Interfaith meetings:

I keep on chugging and wondering why on earth I am doing what I'm doing. It doesn't make any sense when you look at the whole picture. Will 5 Palestinians that come to my house, help change the entire Palestinian outlook on Israelis, Jews and Settlers? And will my town be berift of racism? It's a big fucking task for one person, let me tell you. But after these meetings end, I'm left feeling tired and euphorically giddy with happiness. It's such an intense feeling, that I think that's why I'm doing all this volunteer work, which is taking up a lot of my free time, wherever I can find it. We're planning a bus trip to Haifa - so stay tuned. It should be a fun ride. I keep on telling my kids that THIS will be the chance for us to throw each other into the sea, because we'll be picnicking on the beach. And, of course, this is what most Palestinians and Israelis think the other will do to them, if they only had the chance...

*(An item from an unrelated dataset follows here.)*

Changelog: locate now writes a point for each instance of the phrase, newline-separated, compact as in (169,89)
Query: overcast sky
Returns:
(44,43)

Seems all our neighborhood friends happen to be messianic Jews. I don't know why, although our friends tell us "there's a reason." We went to visit some of these friends on Saturday, who were trying to tell me that Moslems don't worship the same God we do, and gave me a whole New and Old Testament song and dance of why they don't. Plus a whole New and Old Testament song and dance of why Jesus is the messiah, and were rather rattled by my sinful and rather scandalous proclamation that, at the moment, I don't believe in anyone being the Messiah. I told them we have to do the work ourselves for a messianic age to come about, which I'm all in favor for, of course. It ties in very nicely with my interfaith peace thing. They gave us a small book called the "New Covenant" which I put on my bookcase next to the Sikh literature I got as a gift in India. A few days later the New Covenant disappeared. I have a feeling my husband had something to do with its disappearance, although when I asked him about it, he insisted it was still there.